Gwadabe explained that the rate disparity in accessing the CBN window had elevated parallel market operators to the delight of the enemies of the Naira.
He said that the edging of BDCs out of the market would inhibit financial inclusion as BDCs make N30 billion weekly turnover which translates to commission for the commercial banks.
Gwadabe said that BDCs remain the potent agent for transparency and price stability in the market as exemplified during the peak of the recession when exchange rate volatility was blown out of proportion.
He noted that if the parallel market, which selling rate was presently lower than that recommended for the BDCs, was allowed to dictate the market price, there may be the resurgence of fake currency in the market.
“Allowing the parallel market operators to dictate the price in the market will erode investors’confidence and that of the International Monetary Fund (IMF) in the nation’s economy.
“This also will be counterproductive to the mandate of the CBN and that of the IMF.
“It will run counterproductive to the IMF mandate of price discovery and stability.
“Allowing the parallel market to dictate the price will also fuel the existing multiple exchange rate regime,’’ Gwadabe said.
The ABCON chief recalled that at the peak of recession, with an external reserve of 27 billion dollars, and dwindling oil revenue, BDCs made a cogent suggestion to the CBN that gave birth to accessing the IMTSO window.
He said that accessing the window became an alternative to the depletion of the external reserve.
According to him, BDCs have remained strategic partners with the CBN in ensuring price stability and transparency in the foreign exchange market.
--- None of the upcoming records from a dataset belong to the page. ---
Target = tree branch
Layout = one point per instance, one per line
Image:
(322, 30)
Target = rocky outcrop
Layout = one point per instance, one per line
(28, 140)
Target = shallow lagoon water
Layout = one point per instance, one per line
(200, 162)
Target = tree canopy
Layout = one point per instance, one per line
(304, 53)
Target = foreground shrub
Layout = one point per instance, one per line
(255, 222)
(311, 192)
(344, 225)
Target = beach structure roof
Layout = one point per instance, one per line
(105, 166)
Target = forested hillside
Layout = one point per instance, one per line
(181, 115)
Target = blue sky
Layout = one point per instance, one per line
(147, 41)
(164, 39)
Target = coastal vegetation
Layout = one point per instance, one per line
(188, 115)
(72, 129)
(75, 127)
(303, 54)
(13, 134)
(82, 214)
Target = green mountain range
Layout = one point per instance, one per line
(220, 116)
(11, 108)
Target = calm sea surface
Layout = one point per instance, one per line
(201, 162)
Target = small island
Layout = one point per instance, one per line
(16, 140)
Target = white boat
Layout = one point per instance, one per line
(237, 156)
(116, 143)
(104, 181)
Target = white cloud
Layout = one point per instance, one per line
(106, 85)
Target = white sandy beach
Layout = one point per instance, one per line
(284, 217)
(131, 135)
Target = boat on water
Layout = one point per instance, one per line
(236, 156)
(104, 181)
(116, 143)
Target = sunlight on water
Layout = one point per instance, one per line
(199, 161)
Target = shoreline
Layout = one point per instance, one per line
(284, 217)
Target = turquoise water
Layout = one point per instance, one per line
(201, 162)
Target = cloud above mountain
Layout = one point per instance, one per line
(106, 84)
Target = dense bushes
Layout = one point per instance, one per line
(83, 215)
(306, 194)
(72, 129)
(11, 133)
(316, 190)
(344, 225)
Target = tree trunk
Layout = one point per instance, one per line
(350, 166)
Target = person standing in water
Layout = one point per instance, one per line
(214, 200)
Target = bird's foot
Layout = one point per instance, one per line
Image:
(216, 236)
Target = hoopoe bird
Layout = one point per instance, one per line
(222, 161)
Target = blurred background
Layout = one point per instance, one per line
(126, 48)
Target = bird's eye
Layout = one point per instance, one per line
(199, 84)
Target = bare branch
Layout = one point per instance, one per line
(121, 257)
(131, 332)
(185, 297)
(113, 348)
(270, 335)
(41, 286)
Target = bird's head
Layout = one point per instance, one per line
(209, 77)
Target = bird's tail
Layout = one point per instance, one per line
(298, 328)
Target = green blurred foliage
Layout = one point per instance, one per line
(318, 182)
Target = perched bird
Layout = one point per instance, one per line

NAN reports that prior to the commencement of aggressive interventions of the CBN in the nation’s foreign exchange market in Feb. 2017, the naira had exchanged at a scandalous N520 to a dollar.
At the peak of dwindling oil revenue, the BDCs had partnered strategically with the CBN to ensure that proceeds of IMTSOs were used to intervene in the FOREX market.
For a sustained partnership between the BDCs and the CBN, rate harmonisation should be looked into to save the FOREX market from the jaws of currency speculators who manipulate the market with the aid of parallel market operators.